Since 2022, semiconductor investment has entered a cold winter, and very profound changes have taken place from fundraising, investment to exit. From the perspective of overall equity investment, the fundraising market has fallen sharply. According to the data of China Venture Research Institute, 2,393 new funds will be established in the first half of 2024, a year-on-year decrease of 39% and a month-on-month decrease of 45%; The scale of fundraising was US$219.5 billion, down 38% year-on-year and 15% quarter-on-quarter, making it increasingly difficult to raise funds.
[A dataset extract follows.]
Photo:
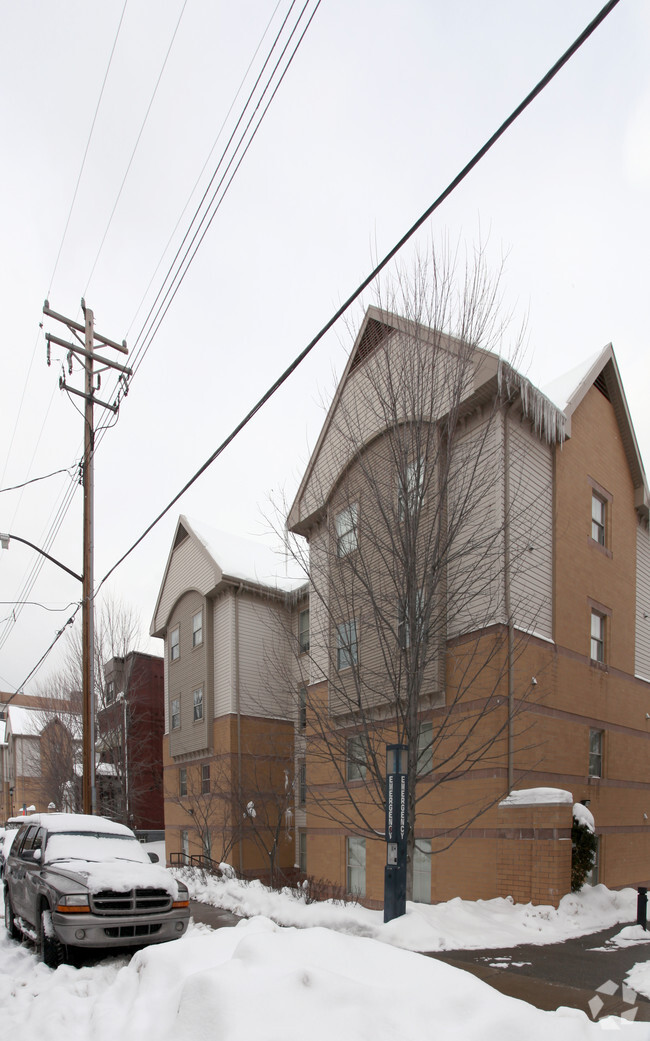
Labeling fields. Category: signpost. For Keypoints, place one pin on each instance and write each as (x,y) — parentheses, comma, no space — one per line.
(396,832)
At the same time, the capital structure is undergoing great changes, with less and less market-oriented funds, and an increasing proportion of government funds and state-owned funds.
Taking the Science and Technology Innovation Board as an example, public data shows that as of June 30, 2024, there have been 573 companies on the Science and Technology Innovation Board, with a cumulative amount of more than 910 billion yuan, accounting for 41.7% of the total 2,185 billion yuan raised by all A-shares in the same period, ranking first among all sectors. Among them, since the opening of the Science and Technology Innovation Board, half of the top 10 companies raised funds in IPOs in various A-share sectors, SMIC, BeiGene-U, Huahong, Innosyn-U, United Imaging Medical, Haiguang Information, China General Number, JinkoSolar, Jinghe Integration, and Hehui Optoelectronics-U, half of them are from the semiconductor field, which shows the "gold absorption" ability of semiconductor companies. And most of these funds have been kept in banks for a long time.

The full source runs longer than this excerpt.